United States v. Simpkins, 2020 WL 6067397 (1st Cir. 2020)
State troopers arrested a driver in possession of a large quantity of oxycodone pills and Suboxone strips. That driver subsequently became a confidential informant (CI). The CI told investigators he bought the pills and strips from “Rob” in Rhode Island. CI showed text messages between CI and Rob, discussing prices and quantities of “pinks,” “green ones” and “strips.” CI provided a cell phone number for Rob and a description of Rob’s house and car, and told them that, while CI usually traveled to Rob to buy drugs, Rob sometimes traveled to Maine.
Investigators found that Rob’s cell phone number belonged to Robert Simpkins. At the investigators’ direction, CI told Rob he was not coming to Rhode Island soon and asked Rob to deliver drugs to him in Maine. On the day of the planned delivery trip, investigators watched Simpkins’ Rhode Island home. They saw him load several items into his car, including a box he placed in the trunk. Between loads, Simpkins locked his car and kept a wary eye on his surroundings. Before Simpkins left for Maine, CI called him to discuss a final price. Simpkins responded by texting that he was “heading out about 2” and was looking for “3850 if it ain’t short.”
Just after Simpkins drove across the Maine border, troopers stopped him. They executed a high-risk stop because they had information that he possessed several guns. A trooper asked Simpkins about weapons and he replied he had only a pocketknife. After handcuffing and frisking him, a trooper found a bulge and asked Simpkins about it. He said it was a “little bit of fentanyl.”
A drug detector dog did not indicate the presence of a controlled substances odor. The troopers searched the car and found an envelope containing Suboxone strips in the passenger compartment and an electrical ballast device in the trunk. Concealed behind a panel on the ballast was a smell-resistant “Stink Sack” holding quantities of oxycodone.
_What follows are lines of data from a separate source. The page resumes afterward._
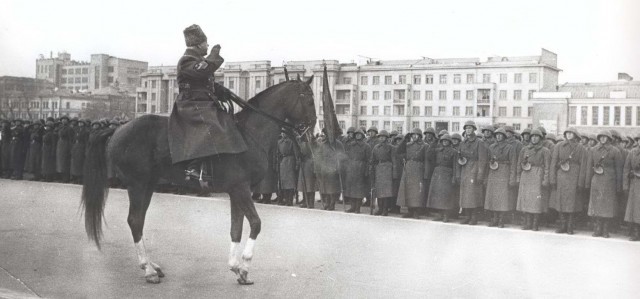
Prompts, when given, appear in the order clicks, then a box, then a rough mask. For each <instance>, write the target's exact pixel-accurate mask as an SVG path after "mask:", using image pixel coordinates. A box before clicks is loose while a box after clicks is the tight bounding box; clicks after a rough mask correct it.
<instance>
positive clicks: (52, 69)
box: [36, 52, 148, 94]
mask: <svg viewBox="0 0 640 299" xmlns="http://www.w3.org/2000/svg"><path fill="white" fill-rule="evenodd" d="M147 68H148V63H147V62H144V61H137V60H130V59H123V58H117V57H113V56H109V55H107V54H92V55H91V60H90V61H88V62H83V61H75V60H71V55H70V54H68V53H64V52H63V53H58V56H57V57H53V55H52V54H51V55H50V57H49V58H44V56H43V55H40V58H38V59H37V60H36V78H38V79H44V80H47V81H49V82H51V83H53V84H54V86H55V87H57V88H59V89H70V90H74V91H96V90H100V89H104V88H108V87H117V88H119V89H120V90H123V91H126V92H129V93H131V94H133V93H135V90H136V87H138V86H139V85H140V74H141V73H143V72H145V71H146V70H147Z"/></svg>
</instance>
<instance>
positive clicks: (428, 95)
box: [424, 90, 433, 101]
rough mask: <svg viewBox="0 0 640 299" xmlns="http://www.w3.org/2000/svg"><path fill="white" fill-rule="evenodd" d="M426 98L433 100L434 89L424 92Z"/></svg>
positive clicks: (426, 90)
mask: <svg viewBox="0 0 640 299" xmlns="http://www.w3.org/2000/svg"><path fill="white" fill-rule="evenodd" d="M424 99H425V100H427V101H431V100H433V91H431V90H426V91H425V92H424Z"/></svg>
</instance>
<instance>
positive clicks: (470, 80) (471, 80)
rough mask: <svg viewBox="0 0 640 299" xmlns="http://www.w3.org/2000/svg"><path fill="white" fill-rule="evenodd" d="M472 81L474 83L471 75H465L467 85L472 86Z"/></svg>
mask: <svg viewBox="0 0 640 299" xmlns="http://www.w3.org/2000/svg"><path fill="white" fill-rule="evenodd" d="M474 81H475V78H474V76H473V74H467V84H473V83H474Z"/></svg>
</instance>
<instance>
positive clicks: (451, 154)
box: [425, 134, 458, 222]
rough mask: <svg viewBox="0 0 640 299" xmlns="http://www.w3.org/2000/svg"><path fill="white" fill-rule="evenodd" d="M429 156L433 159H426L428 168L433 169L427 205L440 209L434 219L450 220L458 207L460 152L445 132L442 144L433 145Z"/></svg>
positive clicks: (440, 219) (432, 207)
mask: <svg viewBox="0 0 640 299" xmlns="http://www.w3.org/2000/svg"><path fill="white" fill-rule="evenodd" d="M428 151H431V152H432V153H431V154H428V155H429V156H433V157H434V158H433V160H431V159H426V160H425V163H426V164H427V165H425V168H426V169H433V174H432V175H431V179H430V182H429V184H430V186H429V195H428V197H427V207H428V208H431V209H435V210H438V211H439V212H440V217H438V218H436V219H434V221H443V222H449V216H450V214H451V212H452V211H453V210H454V209H455V208H456V201H457V197H456V194H457V193H456V192H454V190H455V189H456V188H455V186H456V185H457V183H458V182H457V181H456V175H455V173H456V168H457V167H458V162H457V161H458V152H457V150H455V149H454V148H453V147H452V145H451V136H449V134H444V135H442V136H441V137H440V146H438V147H435V146H432V147H430V148H429V149H428Z"/></svg>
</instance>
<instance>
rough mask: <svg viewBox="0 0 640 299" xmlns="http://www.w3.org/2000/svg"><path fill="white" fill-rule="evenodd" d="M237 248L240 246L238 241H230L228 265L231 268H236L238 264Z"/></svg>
mask: <svg viewBox="0 0 640 299" xmlns="http://www.w3.org/2000/svg"><path fill="white" fill-rule="evenodd" d="M238 248H240V242H231V248H230V249H229V267H231V269H237V268H238V266H239V265H240V262H239V261H238Z"/></svg>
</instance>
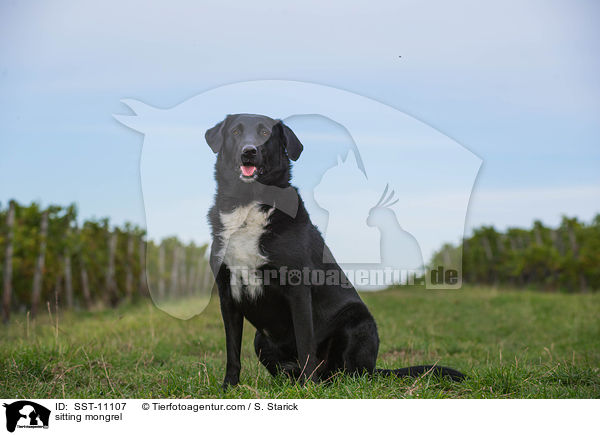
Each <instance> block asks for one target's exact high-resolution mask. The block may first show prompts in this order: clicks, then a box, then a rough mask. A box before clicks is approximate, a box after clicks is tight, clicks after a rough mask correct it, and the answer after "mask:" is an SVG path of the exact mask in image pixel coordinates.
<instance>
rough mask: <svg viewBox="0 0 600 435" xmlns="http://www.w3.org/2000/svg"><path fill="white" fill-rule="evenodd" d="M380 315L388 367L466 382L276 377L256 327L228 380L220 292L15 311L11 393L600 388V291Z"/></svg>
mask: <svg viewBox="0 0 600 435" xmlns="http://www.w3.org/2000/svg"><path fill="white" fill-rule="evenodd" d="M363 298H364V300H365V302H366V303H367V305H368V306H369V307H370V309H371V311H372V313H373V315H374V316H375V319H376V320H377V322H378V326H379V333H380V336H381V347H380V353H379V359H378V366H379V367H387V368H393V367H400V366H407V365H413V364H422V363H439V364H443V365H447V366H450V367H455V368H457V369H459V370H462V371H463V372H465V373H467V374H468V376H469V378H468V380H467V381H465V382H464V383H461V384H457V383H453V382H450V381H447V380H444V379H438V378H436V377H433V376H430V375H428V376H423V377H421V378H418V379H416V380H415V379H396V378H376V379H369V378H368V377H358V378H350V377H347V376H342V375H340V376H337V377H335V378H334V380H333V383H332V384H329V385H321V384H315V383H308V384H307V385H306V386H304V387H302V386H299V385H296V384H293V383H291V382H290V381H289V380H287V379H285V378H283V377H282V378H277V379H274V378H271V377H270V376H269V375H268V373H267V372H266V370H264V369H263V368H262V366H260V365H259V364H258V362H257V358H256V357H255V355H254V351H253V348H252V338H253V334H254V331H253V328H252V327H251V326H250V325H248V324H247V325H246V326H245V330H244V343H243V349H242V374H241V382H240V385H239V386H237V387H235V388H231V389H229V390H228V391H227V392H223V391H222V390H221V387H220V386H221V382H222V379H223V374H224V366H225V353H224V347H225V346H224V332H223V328H222V324H221V319H220V314H219V307H218V303H217V301H216V300H215V299H216V298H213V300H212V301H211V303H210V304H209V306H208V307H207V308H206V310H205V311H204V312H203V313H202V314H201V315H200V316H197V317H195V318H193V319H191V320H188V321H184V320H179V319H174V318H172V317H170V316H168V315H167V314H164V313H163V312H161V311H159V310H158V309H156V308H155V307H154V306H152V305H150V304H146V303H144V304H139V305H136V306H124V307H120V308H119V309H116V310H110V311H109V310H106V311H96V312H87V313H59V319H58V329H56V318H55V317H54V318H53V319H52V320H51V319H50V318H49V315H48V313H46V314H45V316H40V317H39V318H38V319H37V320H36V322H35V323H34V322H29V323H30V324H29V327H28V325H27V321H26V318H25V316H23V315H21V316H14V317H13V320H12V323H11V325H10V326H8V327H2V329H0V337H1V343H2V344H1V345H0V397H5V398H11V397H14V398H50V397H52V398H62V397H65V398H122V397H127V398H151V397H153V398H170V397H173V398H175V397H176V398H192V397H200V398H219V397H226V398H257V397H258V398H321V397H327V398H417V397H418V398H443V397H451V398H576V397H578V398H599V397H600V371H599V369H598V367H599V365H600V343H599V340H600V316H599V315H600V294H585V295H567V294H548V293H534V292H528V291H514V290H513V291H497V290H493V289H473V288H467V289H463V290H458V291H443V292H441V291H438V292H434V291H427V290H406V289H404V290H389V291H385V292H379V293H373V294H363Z"/></svg>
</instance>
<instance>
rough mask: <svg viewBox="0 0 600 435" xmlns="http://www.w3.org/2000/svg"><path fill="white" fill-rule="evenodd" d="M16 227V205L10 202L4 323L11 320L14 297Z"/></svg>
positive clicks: (4, 295)
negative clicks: (15, 232) (13, 248)
mask: <svg viewBox="0 0 600 435" xmlns="http://www.w3.org/2000/svg"><path fill="white" fill-rule="evenodd" d="M14 225H15V203H14V201H10V205H9V208H8V213H7V215H6V248H5V253H4V274H3V278H4V279H3V281H4V282H3V284H4V285H3V288H4V293H3V295H2V321H3V322H4V323H8V320H9V319H10V299H11V296H12V256H13V232H14Z"/></svg>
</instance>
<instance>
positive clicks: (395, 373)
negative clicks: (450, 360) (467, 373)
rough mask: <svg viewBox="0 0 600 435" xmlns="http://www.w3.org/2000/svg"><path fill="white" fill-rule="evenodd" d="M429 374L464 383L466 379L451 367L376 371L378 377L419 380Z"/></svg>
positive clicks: (439, 366) (419, 367) (460, 373)
mask: <svg viewBox="0 0 600 435" xmlns="http://www.w3.org/2000/svg"><path fill="white" fill-rule="evenodd" d="M428 372H430V373H432V374H434V375H437V376H440V377H449V378H450V379H452V380H453V381H456V382H462V381H463V380H464V379H465V377H466V376H465V375H464V374H462V373H461V372H459V371H458V370H454V369H451V368H449V367H441V366H433V365H427V366H412V367H404V368H402V369H375V374H376V375H380V376H396V377H398V378H406V377H411V378H418V377H419V376H421V375H423V374H425V373H428Z"/></svg>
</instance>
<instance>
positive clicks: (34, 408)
mask: <svg viewBox="0 0 600 435" xmlns="http://www.w3.org/2000/svg"><path fill="white" fill-rule="evenodd" d="M3 406H4V407H5V408H6V430H8V431H9V432H14V431H15V429H16V428H19V429H22V428H26V429H39V428H43V429H48V423H49V420H50V410H49V409H48V408H46V407H44V406H42V405H38V404H37V403H35V402H31V401H29V400H19V401H17V402H13V403H10V404H6V403H5V404H4V405H3Z"/></svg>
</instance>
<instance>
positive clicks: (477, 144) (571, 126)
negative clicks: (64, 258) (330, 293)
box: [0, 1, 600, 242]
mask: <svg viewBox="0 0 600 435" xmlns="http://www.w3.org/2000/svg"><path fill="white" fill-rule="evenodd" d="M146 3H147V2H141V1H140V2H127V3H126V4H123V2H116V1H104V2H85V1H77V2H76V1H59V2H52V3H50V2H47V3H41V2H35V1H18V2H17V1H13V2H10V1H4V2H2V3H1V5H0V200H1V201H2V202H4V201H6V200H7V199H9V198H16V199H18V200H20V201H23V202H27V201H31V200H40V201H42V202H43V203H44V204H48V203H70V202H72V201H76V202H77V203H78V204H79V208H80V212H81V214H82V216H84V217H88V216H105V215H108V216H111V217H112V218H113V220H114V221H115V222H116V223H120V222H124V221H126V220H130V221H134V222H142V221H143V216H144V211H143V203H142V200H141V191H140V174H139V158H140V153H141V147H142V143H143V137H142V136H141V135H140V134H139V133H136V132H134V131H132V130H130V129H128V128H127V127H125V126H123V125H121V124H120V123H118V122H117V121H116V120H115V119H114V118H113V117H112V115H113V114H119V113H121V114H128V113H130V111H129V110H128V109H127V108H126V107H125V106H124V105H123V104H122V103H120V100H121V99H123V98H134V99H138V100H141V101H144V102H146V103H148V104H151V105H153V106H156V107H162V108H169V107H174V106H177V105H179V104H180V103H182V102H184V101H185V100H187V99H189V98H191V97H193V96H196V95H198V94H201V93H202V92H204V91H207V90H209V89H213V88H216V87H219V86H222V85H225V84H231V83H236V82H242V81H248V80H264V79H277V80H297V81H303V82H310V83H316V84H321V85H326V86H331V87H334V88H338V89H343V90H346V91H348V92H352V93H354V94H358V95H362V96H365V97H368V98H370V99H373V100H376V101H379V102H381V103H383V104H386V105H388V106H391V107H394V108H396V109H398V110H400V111H402V112H404V113H406V114H408V115H409V116H411V117H413V118H415V119H417V120H420V121H422V122H424V123H425V124H427V125H428V126H430V127H431V128H432V129H435V130H437V131H439V132H441V133H443V134H444V135H446V136H448V137H449V138H451V139H453V140H454V141H456V142H457V143H459V144H461V145H463V146H465V147H466V148H468V149H469V150H471V151H472V152H473V153H475V154H476V155H477V156H479V157H480V158H481V159H482V160H483V166H482V168H481V170H480V173H479V176H478V178H477V182H476V187H475V190H474V193H473V197H472V199H471V206H470V209H469V214H468V217H467V226H468V227H472V226H477V225H481V224H494V225H496V226H498V227H500V228H505V227H506V226H525V225H530V224H531V222H532V221H533V220H534V219H541V220H542V221H544V222H546V223H548V224H556V223H557V222H558V221H559V219H560V215H561V214H568V215H575V216H579V217H580V218H582V219H586V220H587V219H590V218H591V217H592V216H593V215H594V214H595V213H597V212H598V211H600V207H599V206H598V205H599V204H600V183H599V181H600V171H599V170H598V169H599V166H600V122H599V121H600V86H599V81H598V78H597V77H600V58H599V57H598V55H597V53H598V52H600V49H599V47H598V45H599V43H600V30H599V29H600V26H598V19H599V17H600V13H599V12H600V5H598V3H597V2H594V1H573V2H568V1H526V2H523V1H498V2H495V1H490V2H476V1H454V2H451V3H450V2H443V1H424V2H414V1H405V2H402V1H401V2H397V1H395V2H378V1H371V2H368V3H364V2H363V3H358V2H337V1H334V2H327V3H326V4H325V3H323V2H310V1H308V2H302V3H299V4H297V5H291V4H287V3H284V2H261V1H254V2H248V3H233V2H191V1H189V2H187V1H185V2H183V1H170V2H153V3H152V6H147V5H146ZM400 56H401V57H400ZM399 134H402V132H399ZM443 238H444V237H440V242H442V241H444V240H443Z"/></svg>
Stink Sacks are marketed to cannabis distributers as packaging that contains the odor of the drugs. Upon seeing a trooper open the ballast, Simpkins blurted out that “she found it all.”
A warrantless search of an automobile may proceed so long as officers have probable cause to believe contraband is within the particular vehicle (California v. Acevedo, 500 U.S. 565 (1991)). The appellate court held “this tableau is redolent of probable cause.” CI had firsthand knowledge of Simpkins’ drug dealing, CI’s information was corroborated through monitored communications and surveillance, and the information would lead an experienced officer to believe Simpkins was trafficking in drugs.
Simpkins argued the detector dog’s non-alert defeated the probable cause to search his car. The court disagreed. The dog was not trained and certified to detect the odor of oxycodone. Moreover, the court cited “a near universal recognition that a drug-sniffing dog’s failure to alert does not necessarily destroy probable cause.” The court did not mention the drug odor-concealing packaging.
A warrantless search of an automobile may proceed so long as officers have probable cause to believe contraband is within the particular vehicle.
Simpkins also challenged admission of his statements, claiming a Miranda violation. The court held the trooper’s questioning about the bulge, particularly in light of information that Simpkins had numerous weapons but claimed to have only a pocketknife, was allowed under the public safety exception to the Miranda rule. This exception allows the admission of unwarned custodial statements given in response to “questions necessary to secure [an officer’s] own safety or the safety of the public.” The court noted “an accused who wishes to invoke his right to remain silent must do so in an unambiguous manner.” Blurting out “she found it all” wasn’t remaining silent.